Chevy Chase resident Deborah Vollmer owes her neighbors another $6,250 stemming from a dispute over a driveway, a judge ruled today. That is in addition to nearly $30,000 from a previous ruling. And even though the project is already completed, Vollmer is still appealing the judge’s original decision to allow the work to be done, Bethesda Now reports.
But those are only the latest details in an absurd, seven-year odyssey.
Here is the tale of the feud between the 67-year-old Vollmer, who has run for office a number of times and also made headlines for refusing to pay Pepco, and her next-door neighbors, Arthur and Linda Schwartz.
2008: Vollmer threatens to sue the Schwartzes, who plan to tear down their original house and build a larger home on their lot at 7200 44th St. Vollmer claims the new building will change the character of the neighborhood, among other things, but loses the battle in court. The Schwartzes’ house is built and the neighbors live happily ever after it is just the beginning of the legal fights.
2012: Vollmer is found guilty of two counts of malicious destruction after she wrote “No justice, no peace” on the wet cement on the Schwartzes’ property and threw pavers that were being used to build a walkway. A judge sentenced her to three years of probation and forbade her from having contact with the family.

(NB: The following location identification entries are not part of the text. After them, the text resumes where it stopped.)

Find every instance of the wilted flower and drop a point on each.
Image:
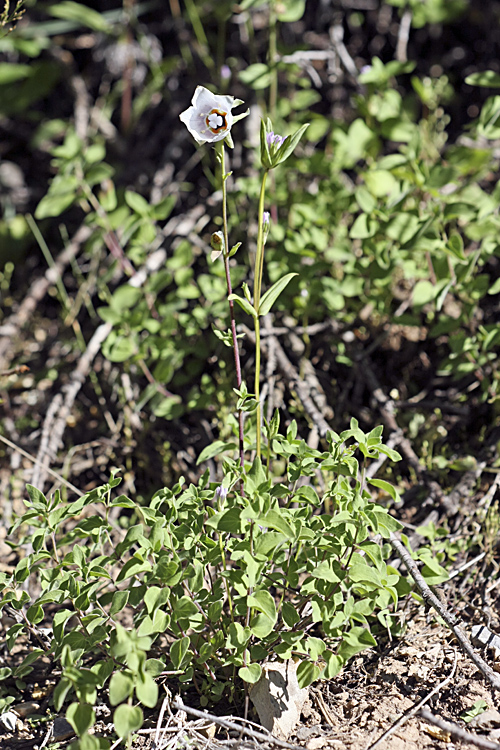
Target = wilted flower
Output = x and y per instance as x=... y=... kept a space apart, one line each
x=217 y=243
x=209 y=119
x=221 y=493
x=266 y=223
x=274 y=140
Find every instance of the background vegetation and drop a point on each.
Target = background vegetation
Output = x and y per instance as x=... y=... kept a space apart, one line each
x=113 y=316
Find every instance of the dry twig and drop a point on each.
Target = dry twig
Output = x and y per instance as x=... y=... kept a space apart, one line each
x=458 y=732
x=409 y=714
x=233 y=726
x=15 y=322
x=450 y=619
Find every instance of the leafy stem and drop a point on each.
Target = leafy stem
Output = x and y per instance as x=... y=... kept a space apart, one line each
x=259 y=267
x=237 y=363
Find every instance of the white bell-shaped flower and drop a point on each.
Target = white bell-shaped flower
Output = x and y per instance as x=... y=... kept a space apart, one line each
x=209 y=119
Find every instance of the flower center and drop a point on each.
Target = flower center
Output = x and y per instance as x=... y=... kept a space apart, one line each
x=216 y=121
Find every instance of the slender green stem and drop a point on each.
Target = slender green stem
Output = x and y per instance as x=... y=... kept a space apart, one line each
x=236 y=350
x=259 y=267
x=273 y=88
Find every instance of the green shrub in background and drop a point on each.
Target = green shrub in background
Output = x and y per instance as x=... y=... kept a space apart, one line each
x=215 y=582
x=287 y=560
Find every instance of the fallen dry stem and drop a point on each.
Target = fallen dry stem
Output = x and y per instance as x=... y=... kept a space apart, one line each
x=233 y=726
x=458 y=732
x=409 y=714
x=447 y=616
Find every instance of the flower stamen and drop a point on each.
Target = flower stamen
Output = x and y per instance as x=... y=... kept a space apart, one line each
x=216 y=121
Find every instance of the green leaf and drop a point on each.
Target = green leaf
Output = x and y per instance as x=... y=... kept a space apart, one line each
x=127 y=719
x=62 y=689
x=264 y=602
x=478 y=708
x=119 y=601
x=289 y=145
x=324 y=571
x=274 y=520
x=146 y=691
x=81 y=716
x=387 y=486
x=307 y=673
x=11 y=72
x=290 y=615
x=215 y=449
x=120 y=687
x=137 y=203
x=178 y=651
x=272 y=294
x=289 y=11
x=261 y=626
x=485 y=78
x=244 y=304
x=251 y=673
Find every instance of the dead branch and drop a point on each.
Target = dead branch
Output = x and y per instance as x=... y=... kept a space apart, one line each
x=458 y=732
x=15 y=322
x=233 y=726
x=450 y=619
x=60 y=409
x=409 y=714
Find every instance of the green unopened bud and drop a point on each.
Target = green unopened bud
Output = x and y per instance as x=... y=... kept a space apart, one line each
x=275 y=149
x=217 y=244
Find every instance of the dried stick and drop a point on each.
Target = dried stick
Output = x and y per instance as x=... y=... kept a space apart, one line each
x=35 y=461
x=37 y=292
x=403 y=36
x=458 y=732
x=450 y=619
x=386 y=407
x=58 y=424
x=409 y=714
x=227 y=724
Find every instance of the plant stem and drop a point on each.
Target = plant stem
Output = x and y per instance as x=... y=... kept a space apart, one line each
x=236 y=350
x=273 y=88
x=259 y=267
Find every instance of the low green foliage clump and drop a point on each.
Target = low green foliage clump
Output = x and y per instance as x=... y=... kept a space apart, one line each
x=208 y=583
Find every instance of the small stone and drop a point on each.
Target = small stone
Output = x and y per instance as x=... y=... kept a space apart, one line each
x=26 y=709
x=62 y=729
x=9 y=720
x=278 y=698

February, 2014: The Schwartzes want to upgrade the two houses’ shared driveway, which they say is in a state of disrepair, and seek Vollmer’s input; Vollmer shocks no one by refusing to get on board. The Schwartzes sue to get the work done and win after a two-day trial. Circuit Court Judge Joseph Dugan Jr. orders Vollmer to pay $9,100 for her half of the driveway paving, plus $28,140 in attorney fees. Schwartz appeals the decision.

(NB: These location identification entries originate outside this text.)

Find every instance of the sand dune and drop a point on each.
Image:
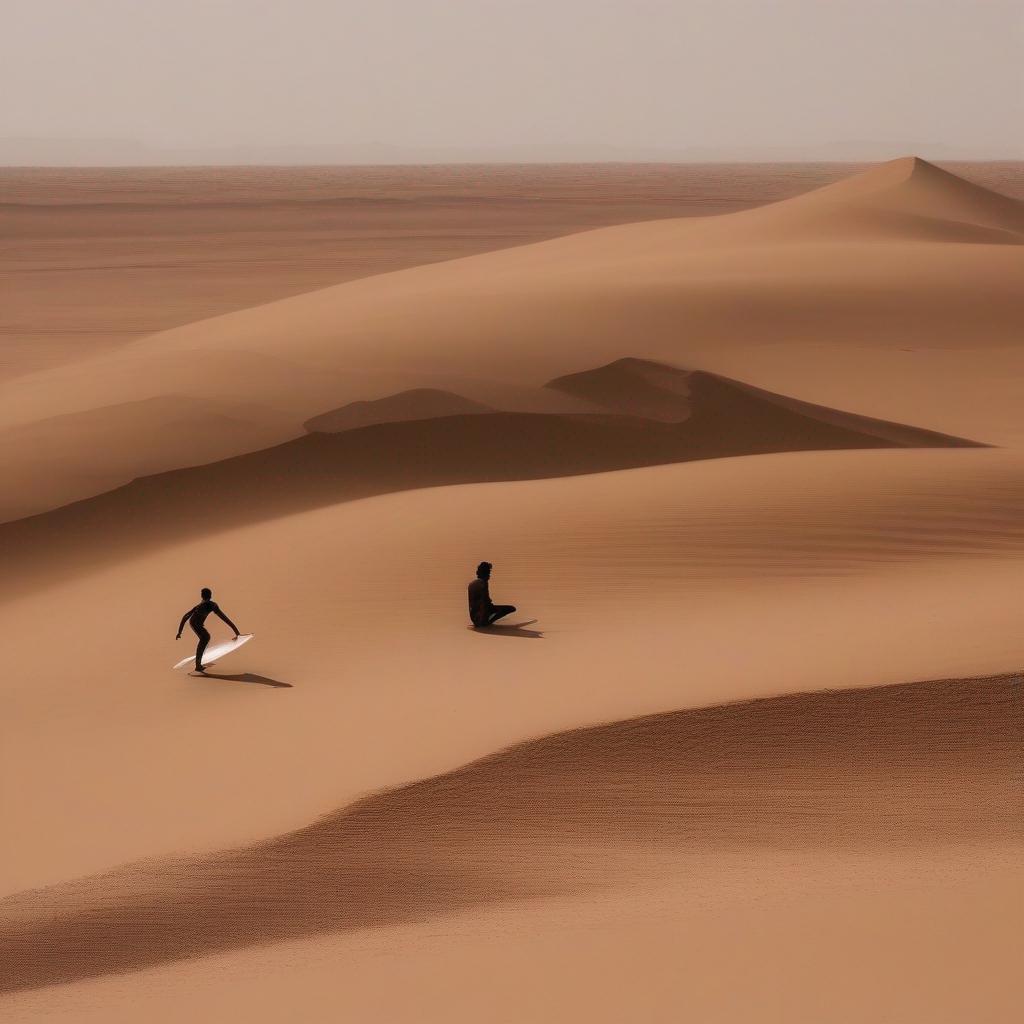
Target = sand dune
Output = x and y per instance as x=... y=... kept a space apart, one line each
x=708 y=417
x=421 y=403
x=732 y=563
x=186 y=244
x=731 y=294
x=790 y=771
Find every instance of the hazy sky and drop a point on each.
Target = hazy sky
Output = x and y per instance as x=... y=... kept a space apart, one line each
x=702 y=76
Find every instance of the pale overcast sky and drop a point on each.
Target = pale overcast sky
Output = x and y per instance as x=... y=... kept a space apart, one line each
x=545 y=78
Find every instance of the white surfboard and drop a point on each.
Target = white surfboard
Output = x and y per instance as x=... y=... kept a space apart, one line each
x=216 y=650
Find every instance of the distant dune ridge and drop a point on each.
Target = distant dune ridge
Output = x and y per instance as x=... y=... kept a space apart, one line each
x=420 y=403
x=658 y=414
x=894 y=258
x=565 y=813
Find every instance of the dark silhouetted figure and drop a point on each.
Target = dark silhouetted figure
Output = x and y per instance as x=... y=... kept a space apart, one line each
x=482 y=611
x=197 y=617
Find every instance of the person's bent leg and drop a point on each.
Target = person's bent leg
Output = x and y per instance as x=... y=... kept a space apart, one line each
x=204 y=639
x=500 y=611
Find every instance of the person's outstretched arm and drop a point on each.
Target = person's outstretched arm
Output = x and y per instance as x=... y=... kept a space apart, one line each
x=223 y=617
x=181 y=625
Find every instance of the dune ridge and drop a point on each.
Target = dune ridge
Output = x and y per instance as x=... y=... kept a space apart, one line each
x=714 y=418
x=419 y=403
x=815 y=274
x=780 y=772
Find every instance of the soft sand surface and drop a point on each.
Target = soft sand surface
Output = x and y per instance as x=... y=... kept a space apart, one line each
x=92 y=258
x=851 y=296
x=846 y=857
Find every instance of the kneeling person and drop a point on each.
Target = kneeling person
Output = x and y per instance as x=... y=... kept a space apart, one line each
x=482 y=611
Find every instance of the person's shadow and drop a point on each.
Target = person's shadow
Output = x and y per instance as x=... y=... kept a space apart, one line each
x=246 y=677
x=510 y=630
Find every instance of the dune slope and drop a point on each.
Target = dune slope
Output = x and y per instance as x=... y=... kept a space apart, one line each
x=788 y=771
x=712 y=417
x=902 y=257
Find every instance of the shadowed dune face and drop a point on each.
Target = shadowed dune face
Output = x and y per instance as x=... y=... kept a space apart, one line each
x=902 y=257
x=420 y=403
x=711 y=417
x=896 y=767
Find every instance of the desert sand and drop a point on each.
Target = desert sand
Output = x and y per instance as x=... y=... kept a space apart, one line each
x=751 y=749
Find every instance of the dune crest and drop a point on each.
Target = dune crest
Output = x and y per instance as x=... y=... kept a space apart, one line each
x=420 y=403
x=656 y=415
x=891 y=260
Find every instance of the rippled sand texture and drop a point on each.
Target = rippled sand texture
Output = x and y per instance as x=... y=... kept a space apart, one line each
x=751 y=748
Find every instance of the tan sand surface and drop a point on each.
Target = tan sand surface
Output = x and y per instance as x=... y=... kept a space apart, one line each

March 25, 2015: Vollmer physically prevents workers from installing a fence along the shared driveway that they put up in preparation for paving. The following week she makes a failed appeal to the Town Council to try to get the project stopped.
April 10, 2015: Workers begin to pave over the driveway. Vollmer shows up and demands they stop.
Deborah Vollmer asks work crew to stop work on shared driveway. “This is my property. I don’t consent” pic.twitter.com/tSwGDmbi6F
— Neal Augenstein (@AugensteinWTOP) April 10, 2015
She tells WTOP: “I don’t think we can live in peace. I think we’ll have problems down the way because of this poor design.”
Asked Deborah Vollmer since neighbor has won in court, can’t they move on and live in peace?” pic.twitter.com/Adm24Ndsut
— Neal Augenstein (@AugensteinWTOP) April 10, 2015
In a statement to WTOP, the Schwartz family said:
“She has cost her neighbors in the Town of Chevy Chase more than $50,000 in legal fees. Unfortunately, we have had to spend much more than that. We love the neighborhood, (and) the house, and we hope that reason will prevail in the future and that we can live in peace as good neighbors,”
April 13, 2015: Montgomery County police take Vollmer to jail for violating the terms of her probation in the March 25 incident. She spends the night and much of Tuesday at the county lockup.
The week of April 20, 2015: The work on the driveway is completed, WTOP reports. “I would be in shock if the judges ruled in her favor and had any of the work removed,” contractor Jose Rodriguez says. “It looks beautiful and enhances the beauty of (Vollmer’s) forgotten yard.”
Vollmer writes to the Town Council: “The new driveway, which I, as a co-owner of the driveway, never consented to, is an insult to me personally and an assault to my senses, and to my home environment. I am deeply offended by the forceful imposition of the reconstruction and redesign of what had been a historic shared driveway, with a visually pleasing and environmentally beneficial grassy median strip down its center. I want my grassy median strip back.”
April 28, 2015: A judge rules that Vollmer owes the Schwartzes another $750 for delaying the project when she refused to let workers put up the fence and another $5,500 in legal fees. Schwartz, who is awaiting a ruling on her appeal of the original decision, says she plans to continue the fight. She tells the Gazette that if she wins the appeal, she will request a court order to tear up the now-completed driveway and redo it with her input.
In a statement issued over weekend, she said: “Vollmer is aware of the criticism of her on social media that this is a rich people’s fight of no real consequence in a world where there are people going hungry with no place even to call home … But Vollmer contends that there is no contradiction between trying to make conditions better for people living with such hardship, and asserting one’s own rights with respect to one’s own situation,” Bethesda Now reported.